Dans le tourisme d’affaires, si l’on inclut les conventions, le Hyatt est incontournable. A mon arrivée, nous avons eu une période très calme liée au Ramadan suivi des 2 mois d’été et d’Aid Al Adha. Le marché loisirs s’est tourné vers des destinations telles que Marrakech, Agadir et Tanger. L’activité affaires n’a réellement repris que durant la deuxième moitié du mois de septembre. Du 19 au 30 septembre, l’hôtel a affiché un taux d’occupation record, sachant que le taux d’occupation sur le marché casablancais oscille entre 60 et 65% dans l’année. Généralement, du lundi au jeudi, le marché affiche des taux de remplissage situés entre 80 et 85% grâce au tourisme d’affaires. Durant le week-end, ceux-ci tombent autour de 30 et 40%. La clientèle du Golfe persique est importante. Les Américains continuent aussi à privilégier l’hôtel de par nos racines pour leurs déplacements à Casablanca.

Nous avons remarqué de nouveaux aménagements effectués dans l’hôtel. Pouvez-vous nous en dire plus ?

Nous sommes en train de réaliser des travaux d’embellissement à l’entrée principale de l’hôtel. Ce qui permettra de redynamiser l’image du Hyatt. Une boutique de marque de luxe devrait ouvrir prochainement. Elle profitera ainsi d’un achalandage de 100 000 à 120 000 personnes/an.

Quelle est votre stratégie sur les années à venir ?

Depuis septembre, la stratégie du Hyatt vise l’acquisition et le développement des comptes Corporate. Outre la prospection des nouveaux grands comptes marocains, nous envisageons  de consolider nos relations avec l’Afrique subsaharienne. Déjà, le Hyatt a tissé des liens avec les ambassades de pays africains à Rabat. Nous avons logé deux chefs d’Etat en 2016 dont un issu d’Afrique subsaharienne. Dans ce cadre, j’envisage un déplacement en Afrique de l’Ouest dès 2017, partie du monde qui m’est particulièrement chère ayant exercé 3 ans au Ghana.

L’hôtel Hyatt Place à Taghazout fait également partie du groupe. Comment se porte son activité ?

C’est un hôtel 4*dont l’activité est majoritairement tournée vers le loisir. Il a réalisé un excellent été grâce notamment à la clientèle des MRE. Pendant l’année, l’hôtel met en avant la vocation d’Agadir et ses 300 jours de soleil avec la présence d’activités centrées autour du golf. Contrairement au Hyatt Regency Casablanca, le Hyatt Place Taghazout affiche des taux d’occupation élevés pendant les week-ends (vendredi, samedi et dimanche).

Cop 22 oblige, vous avez adopté des gestes écolos pour réduire votre facture énergétique et votre impact sur l’environnement. Pouvez-vous nous en dire plus ?

L’hôtel s’inscrit dans l’objectif global fixé par le groupe Hyatt en 2006 de réduire d’içi 2020 notre consommation d’énergie de 25% et notre consommation d’eau/m2 du même pourcentage.
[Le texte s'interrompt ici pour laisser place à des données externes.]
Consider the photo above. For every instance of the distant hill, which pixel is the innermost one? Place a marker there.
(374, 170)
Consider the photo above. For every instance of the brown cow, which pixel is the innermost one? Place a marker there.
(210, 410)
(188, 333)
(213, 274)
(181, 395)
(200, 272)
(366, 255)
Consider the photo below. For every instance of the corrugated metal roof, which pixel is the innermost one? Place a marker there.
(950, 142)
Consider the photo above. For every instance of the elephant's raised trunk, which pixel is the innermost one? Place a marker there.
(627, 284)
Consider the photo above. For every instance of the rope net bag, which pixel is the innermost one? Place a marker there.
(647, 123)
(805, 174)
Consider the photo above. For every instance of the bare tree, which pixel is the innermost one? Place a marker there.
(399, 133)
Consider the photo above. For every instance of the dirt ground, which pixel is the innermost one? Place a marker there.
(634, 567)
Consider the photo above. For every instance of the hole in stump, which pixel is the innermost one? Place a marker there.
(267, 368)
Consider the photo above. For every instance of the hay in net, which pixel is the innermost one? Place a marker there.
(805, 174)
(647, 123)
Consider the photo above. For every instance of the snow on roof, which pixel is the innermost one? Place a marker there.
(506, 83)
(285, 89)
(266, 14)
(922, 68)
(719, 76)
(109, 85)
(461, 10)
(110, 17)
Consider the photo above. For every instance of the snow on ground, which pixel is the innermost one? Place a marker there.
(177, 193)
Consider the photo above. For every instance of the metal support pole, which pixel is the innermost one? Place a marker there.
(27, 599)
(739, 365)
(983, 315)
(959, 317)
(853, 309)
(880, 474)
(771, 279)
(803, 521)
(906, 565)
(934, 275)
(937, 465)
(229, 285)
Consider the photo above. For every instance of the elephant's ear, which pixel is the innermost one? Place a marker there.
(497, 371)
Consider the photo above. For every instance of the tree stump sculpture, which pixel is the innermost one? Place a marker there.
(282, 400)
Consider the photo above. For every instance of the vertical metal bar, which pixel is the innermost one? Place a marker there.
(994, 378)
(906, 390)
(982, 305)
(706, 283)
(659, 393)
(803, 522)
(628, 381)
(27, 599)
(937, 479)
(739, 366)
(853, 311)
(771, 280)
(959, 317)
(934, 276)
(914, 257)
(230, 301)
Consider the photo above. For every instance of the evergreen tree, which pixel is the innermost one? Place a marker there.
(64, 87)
Cela passe par de nouvelles habitudes mais aussi par des investissements plus lourds tels que les équipements comme les pompes synchronisés, les détecteurs de mouvements et les économiseurs d’eau. Par ailleurs, l’hôtel est doté de 23 000 ampoules qui seront toutes de type LED début 2017.

Pour ce qui est de nos initiatives à réduire notre empreinte carbone, nous privilégions au maximum les produits de proximité et sommes fiers de mettre à l’honneur les produits locaux dont la qualité ne cesse de s’améliorer.